Fortran Array to C array. Stupid macro tricks wanted

Question

I have this 'simplified' fortran code

real B(100, 200) 
real A(100,200)

... initialize B array code.

do I = 1, 100
  do J = 1, 200
    A(J,I) = B(J,I)
  end do
end do

One of the programming gurus warned me, that fortran accesses data efficiently in column order, while c accesses data efficiently in row order. He suggested that I take a good hard look at the code, and be prepared to switch loops around to maintain the speed of the old program.

Being the lazy programmer that I am, and recognizing the days of effort involved, and the mistakes I am likely to make, I started wondering if there might a #define technique that would let me convert this code safely, and easily.

Do you have any suggestions?

Answer 1

Are you sure your FORTRAN guys did things right?

The code snippet you originally posted is already accessing the arrays in row-major order (which is 'inefficient' for FORTRAN, 'efficient' for C).

As illustrated by the snippet of code and as mentioned in your question, getting this 'correct' can be error prone. Worry about getting the FORTRAN code ported to C first without worrying about details like this. When the port is working - then you can worry about changing column-order accesses to row-order accesses (if it even really matters after the port is working).

Answer 2

One of my first programming jobs out of college was to fix a long-running C app that had been ported from FORTRAN. The arrays were much larger than yours and it was taking something around 27 hours per run. After fixing it, they ran in about 2.5 hours... pretty sweet!

(OK, it really wasn't assigned, but I was curious and found a big problem with their code.

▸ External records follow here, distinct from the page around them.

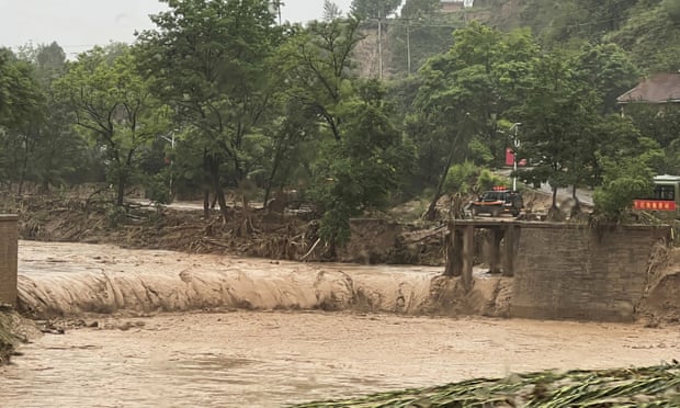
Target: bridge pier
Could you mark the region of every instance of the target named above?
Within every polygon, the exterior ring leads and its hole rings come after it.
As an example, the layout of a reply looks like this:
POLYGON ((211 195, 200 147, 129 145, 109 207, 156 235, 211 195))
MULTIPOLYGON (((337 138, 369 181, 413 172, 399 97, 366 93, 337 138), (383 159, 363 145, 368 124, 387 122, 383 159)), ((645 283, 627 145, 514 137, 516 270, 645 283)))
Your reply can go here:
POLYGON ((16 215, 0 215, 0 304, 16 306, 16 215))
POLYGON ((514 275, 514 257, 519 243, 519 225, 517 223, 452 220, 449 223, 444 275, 461 276, 466 288, 471 288, 473 282, 474 240, 475 229, 477 228, 485 228, 490 231, 487 238, 489 272, 502 273, 502 276, 514 275), (503 243, 502 250, 501 243, 503 243))

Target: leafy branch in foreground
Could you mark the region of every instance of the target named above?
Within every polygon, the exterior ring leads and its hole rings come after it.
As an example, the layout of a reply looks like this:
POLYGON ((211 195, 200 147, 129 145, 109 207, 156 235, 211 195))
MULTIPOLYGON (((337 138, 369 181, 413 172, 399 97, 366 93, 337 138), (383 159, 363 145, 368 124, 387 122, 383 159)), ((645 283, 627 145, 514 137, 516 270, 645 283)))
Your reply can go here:
POLYGON ((297 407, 677 407, 680 365, 476 378, 297 407))

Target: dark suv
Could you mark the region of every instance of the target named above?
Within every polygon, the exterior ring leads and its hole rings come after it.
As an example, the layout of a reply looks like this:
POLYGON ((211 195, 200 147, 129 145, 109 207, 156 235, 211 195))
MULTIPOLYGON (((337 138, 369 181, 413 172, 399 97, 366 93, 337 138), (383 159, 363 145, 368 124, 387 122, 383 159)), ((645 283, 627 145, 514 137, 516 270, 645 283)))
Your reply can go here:
POLYGON ((473 215, 490 214, 492 217, 501 214, 512 214, 517 217, 523 207, 520 192, 511 190, 487 191, 471 205, 473 215))

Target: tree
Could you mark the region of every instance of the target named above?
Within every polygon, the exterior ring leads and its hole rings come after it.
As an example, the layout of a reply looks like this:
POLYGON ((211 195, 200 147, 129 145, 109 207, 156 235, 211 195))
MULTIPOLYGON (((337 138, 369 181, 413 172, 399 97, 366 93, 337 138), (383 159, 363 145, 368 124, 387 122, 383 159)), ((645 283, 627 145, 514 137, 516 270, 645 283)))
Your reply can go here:
POLYGON ((341 139, 338 106, 354 92, 351 57, 362 38, 359 22, 354 16, 311 22, 280 50, 287 98, 309 120, 322 123, 336 140, 341 139))
POLYGON ((88 160, 95 154, 73 128, 73 117, 56 92, 55 83, 66 73, 64 49, 57 43, 27 45, 21 48, 20 58, 33 66, 34 77, 49 106, 41 126, 35 128, 37 140, 27 175, 39 183, 43 191, 67 181, 102 180, 99 178, 102 175, 101 163, 88 160))
POLYGON ((615 158, 603 158, 604 178, 602 186, 593 194, 594 213, 608 222, 619 222, 631 208, 634 199, 650 196, 655 166, 664 152, 659 145, 639 137, 633 149, 623 147, 615 158))
POLYGON ((576 75, 602 100, 602 113, 616 110, 616 98, 637 83, 639 72, 630 56, 613 43, 586 43, 576 54, 576 75))
POLYGON ((350 218, 367 208, 384 208, 389 194, 410 172, 412 151, 389 121, 382 86, 360 84, 356 98, 343 102, 343 137, 327 144, 316 165, 315 195, 324 209, 319 235, 330 258, 350 238, 350 218))
POLYGON ((401 5, 401 0, 352 0, 350 10, 364 19, 385 19, 401 5))
POLYGON ((226 220, 223 185, 238 186, 259 159, 248 144, 272 103, 269 63, 282 33, 267 0, 165 2, 170 10, 151 16, 157 30, 138 36, 138 53, 155 91, 191 127, 199 183, 209 184, 226 220))
POLYGON ((137 73, 136 64, 124 45, 94 47, 79 55, 57 84, 78 128, 105 155, 117 206, 137 173, 139 150, 167 129, 167 110, 137 73))
POLYGON ((45 101, 33 68, 0 49, 0 167, 22 193, 29 163, 38 143, 45 101))
POLYGON ((421 69, 415 118, 424 124, 416 145, 421 162, 438 174, 430 218, 449 168, 471 158, 472 141, 488 146, 494 162, 502 162, 508 135, 501 133, 499 121, 529 89, 526 73, 536 53, 526 31, 503 36, 473 22, 454 33, 446 54, 430 58, 421 69))
POLYGON ((588 178, 586 160, 597 151, 593 124, 598 122, 597 93, 579 81, 571 61, 558 55, 545 55, 531 75, 535 83, 518 110, 522 123, 522 154, 535 162, 521 177, 533 183, 547 181, 553 189, 553 208, 557 189, 576 188, 588 178))

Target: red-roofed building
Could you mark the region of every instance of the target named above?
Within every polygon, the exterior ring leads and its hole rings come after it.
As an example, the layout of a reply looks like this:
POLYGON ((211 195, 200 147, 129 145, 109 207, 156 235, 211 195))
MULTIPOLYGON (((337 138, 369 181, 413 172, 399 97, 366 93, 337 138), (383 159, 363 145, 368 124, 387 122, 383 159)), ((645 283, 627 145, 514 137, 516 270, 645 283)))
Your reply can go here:
POLYGON ((680 73, 658 73, 616 98, 627 103, 680 103, 680 73))

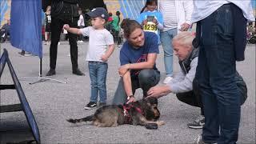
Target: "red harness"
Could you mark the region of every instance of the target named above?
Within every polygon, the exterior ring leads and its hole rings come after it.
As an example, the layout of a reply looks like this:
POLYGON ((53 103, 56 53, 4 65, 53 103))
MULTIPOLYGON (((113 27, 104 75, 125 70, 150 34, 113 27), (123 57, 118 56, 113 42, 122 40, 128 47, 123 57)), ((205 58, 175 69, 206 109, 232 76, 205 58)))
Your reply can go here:
POLYGON ((130 124, 132 123, 132 118, 131 116, 129 114, 129 110, 130 108, 135 108, 136 111, 138 111, 139 114, 143 115, 143 111, 142 110, 141 108, 139 107, 135 107, 133 105, 123 105, 122 109, 123 109, 123 115, 125 116, 125 123, 126 124, 130 124))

Some of the old timers didn't like me much despite this fix.)

It would seem that the same issue is found here.

real B(100, 200) 
real A(100,200)

... initialize B array code.

do I = 1, 100
  do J = 1, 200
    A(I,J) = B(I,J)
  end do
end do

Your looping (to be good FORTRAN) would be:

real B(100, 200) 
real A(100,200)

... initialize B array code.

do J = 1, 200
  do I = 1, 100
    A(I,J) = B(I,J)
  end do
end do

Otherwise you are marching through the arrays in row-major, which could be highly inefficient.

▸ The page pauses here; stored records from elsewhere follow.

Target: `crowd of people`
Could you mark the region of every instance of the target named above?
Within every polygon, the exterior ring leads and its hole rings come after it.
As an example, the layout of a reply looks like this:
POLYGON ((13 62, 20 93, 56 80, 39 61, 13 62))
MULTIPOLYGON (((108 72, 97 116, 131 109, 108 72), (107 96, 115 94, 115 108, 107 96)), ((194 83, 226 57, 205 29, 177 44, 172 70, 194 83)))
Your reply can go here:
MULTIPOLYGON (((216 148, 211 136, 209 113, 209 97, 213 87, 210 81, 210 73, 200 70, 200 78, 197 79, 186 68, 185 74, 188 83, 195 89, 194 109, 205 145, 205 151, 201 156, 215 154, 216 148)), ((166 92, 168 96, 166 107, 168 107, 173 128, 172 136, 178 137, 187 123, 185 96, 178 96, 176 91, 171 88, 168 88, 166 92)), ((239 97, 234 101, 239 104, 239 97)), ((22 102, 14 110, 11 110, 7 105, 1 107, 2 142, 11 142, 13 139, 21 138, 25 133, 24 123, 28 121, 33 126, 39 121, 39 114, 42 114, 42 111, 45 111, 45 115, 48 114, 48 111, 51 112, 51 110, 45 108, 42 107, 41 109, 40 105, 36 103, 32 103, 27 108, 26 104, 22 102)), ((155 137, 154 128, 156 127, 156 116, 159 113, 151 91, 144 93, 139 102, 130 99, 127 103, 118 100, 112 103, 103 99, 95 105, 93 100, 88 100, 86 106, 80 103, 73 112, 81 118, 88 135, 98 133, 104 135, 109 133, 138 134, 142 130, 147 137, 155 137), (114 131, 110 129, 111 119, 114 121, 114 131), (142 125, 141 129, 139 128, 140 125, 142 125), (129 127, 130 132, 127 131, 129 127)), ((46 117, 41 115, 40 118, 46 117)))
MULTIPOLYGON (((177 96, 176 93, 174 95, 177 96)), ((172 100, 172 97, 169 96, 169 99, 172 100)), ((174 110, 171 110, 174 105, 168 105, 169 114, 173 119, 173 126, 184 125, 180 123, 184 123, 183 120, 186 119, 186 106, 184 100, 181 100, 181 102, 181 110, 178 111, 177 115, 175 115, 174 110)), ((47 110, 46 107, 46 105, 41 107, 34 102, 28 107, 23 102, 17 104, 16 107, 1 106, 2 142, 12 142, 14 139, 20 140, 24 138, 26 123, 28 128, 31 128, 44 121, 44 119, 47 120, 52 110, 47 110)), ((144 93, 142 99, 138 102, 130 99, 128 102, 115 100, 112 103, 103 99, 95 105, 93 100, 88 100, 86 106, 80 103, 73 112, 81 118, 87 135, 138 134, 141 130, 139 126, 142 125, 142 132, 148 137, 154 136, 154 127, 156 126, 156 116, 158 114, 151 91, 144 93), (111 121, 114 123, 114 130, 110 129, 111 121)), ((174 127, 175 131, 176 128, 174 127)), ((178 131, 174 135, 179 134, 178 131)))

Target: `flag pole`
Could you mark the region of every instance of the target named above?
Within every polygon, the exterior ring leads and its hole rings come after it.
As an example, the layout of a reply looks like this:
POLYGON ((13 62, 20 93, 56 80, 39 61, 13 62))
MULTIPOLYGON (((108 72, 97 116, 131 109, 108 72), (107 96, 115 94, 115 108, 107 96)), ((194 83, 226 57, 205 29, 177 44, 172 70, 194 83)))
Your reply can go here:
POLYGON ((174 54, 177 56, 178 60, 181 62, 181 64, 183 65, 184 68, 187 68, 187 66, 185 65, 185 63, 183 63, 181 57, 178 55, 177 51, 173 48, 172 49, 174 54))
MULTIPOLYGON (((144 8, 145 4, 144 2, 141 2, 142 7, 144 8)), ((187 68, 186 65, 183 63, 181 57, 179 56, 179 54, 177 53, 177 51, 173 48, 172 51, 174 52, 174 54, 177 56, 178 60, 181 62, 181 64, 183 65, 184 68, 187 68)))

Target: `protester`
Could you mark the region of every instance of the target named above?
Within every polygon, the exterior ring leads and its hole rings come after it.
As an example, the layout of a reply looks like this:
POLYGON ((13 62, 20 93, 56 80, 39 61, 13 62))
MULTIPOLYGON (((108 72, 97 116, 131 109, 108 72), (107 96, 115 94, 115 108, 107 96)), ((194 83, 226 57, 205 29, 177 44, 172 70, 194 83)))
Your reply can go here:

At least I believe that's how it would be in FORTRAN - it's been a long time.

---

Saw you updated the code...

Now, you'd want to swap the loop control variables so that you iterate on the rows and then inside that iterate on the columns if you are converting to C.

Answer 3

In C, multi-dimensional arrays work like this:

#define array_length(a) (sizeof(a)/sizeof((a)[0]))
float a[100][200];
a[x][y] == ((float *)a)[array_length(a[0])*x + y];

In other words, they're really flat arrays and [][] is just syntactic sugar.

Suppose you do this:

#define at(a, i, j) ((typeof(**(a)) *)a)[(i) + array_length((a)[0])*(j)]
float a[100][200];
float b[100][200];
for (i = 0; i < 100; i++)
    for (j = 0; j < 200; j++)
        at(a, j, i) = at(b, j, i);

You're walking sequentially through memory, and pretending that a and b are actually laid out in column-major order. It's kind of horrible in that a[x][y] != at(a, x, y) != a[y][x], but as long as you remember that it's tricked out like this, you'll be fine.

Edit

Man, I feel dumb. The intention of this definition is to make at(a, x, y) == at[y][x], and it does. So the much simpler and easier to understand

#define at(a, i, j) (a)[j][i]

would be better that what I suggested above.